![TCT Christian[1]](/Media/7/gif/2009/1/TCTChristian1.gif)
You know you're supposed to serve God, but how? Some suggest you should join the church choir, others want you to start a home Bible study. Someone even suggested you go on a mission trip. There are so many needs and demands. Is it the leading of the Spirit you feel, or the just pressure of the saints? Where is God leading you?
When you received Jesus Christ as your savior, you also received His Spirit, membership in His family, and a mission for your life. That mission can be expressed in simple terms: to obey Christ’s Great Commission by ministering to a lost and dying world. Where most of us get stuck is translating that general mission into specific actions.
When the Israelites left Egypt, God guided them with spectacularly visible signs: "Because of your great compassion you did not abandon them in the desert. By day the pillar of cloud did not cease to guide them on their path, nor the pillar of fire by night to shine on the way they were to take. You gave your good Spirit to instruct them. You did not withhold your manna from their mouths, and you gave them water for their thirst. For forty years you sustained them in the desert; they lacked nothing, their clothes did not wear out nor did their feet become swollen." (Nehemiah 9:19-21)

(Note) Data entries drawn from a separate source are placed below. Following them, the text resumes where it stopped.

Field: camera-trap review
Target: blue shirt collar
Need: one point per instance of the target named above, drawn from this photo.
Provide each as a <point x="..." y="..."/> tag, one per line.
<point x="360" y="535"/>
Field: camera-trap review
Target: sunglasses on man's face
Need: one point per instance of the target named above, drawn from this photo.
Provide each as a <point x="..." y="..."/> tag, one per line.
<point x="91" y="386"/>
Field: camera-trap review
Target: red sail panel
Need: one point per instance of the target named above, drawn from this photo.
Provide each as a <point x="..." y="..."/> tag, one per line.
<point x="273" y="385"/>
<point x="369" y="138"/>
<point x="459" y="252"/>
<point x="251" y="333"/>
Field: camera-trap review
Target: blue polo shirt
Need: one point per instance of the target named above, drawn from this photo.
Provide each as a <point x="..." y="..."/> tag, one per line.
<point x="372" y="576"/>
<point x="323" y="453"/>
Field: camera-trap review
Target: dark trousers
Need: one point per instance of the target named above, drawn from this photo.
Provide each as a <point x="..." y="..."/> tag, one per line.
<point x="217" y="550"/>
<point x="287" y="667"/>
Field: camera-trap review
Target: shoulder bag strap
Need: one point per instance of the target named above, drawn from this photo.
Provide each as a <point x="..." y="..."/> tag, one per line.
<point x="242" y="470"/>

Have you ever wished for God to provide you such clear signs as pillars of cloud and fire? After all, if you're sure you're following God’s lead, you can also be confident of His constant direction and sustaining power. He'll surely bless your activities because He's chosen them for you, just as the Israelites were assured of manna and water for as long as they continued to follow the signs. Still, for most of us absent a celestial pillar, His guidance can seem frustratingly elusive.
So where can you look for guidance? Let's begin with the basics. You're unlikely to hear what God is telling you if you're not using the tools He’s given you--especially His Word, His people, and prayer. If you cut yourself off from the channels of communication He's opened to you, expecting clear guidance is a fool’s errand.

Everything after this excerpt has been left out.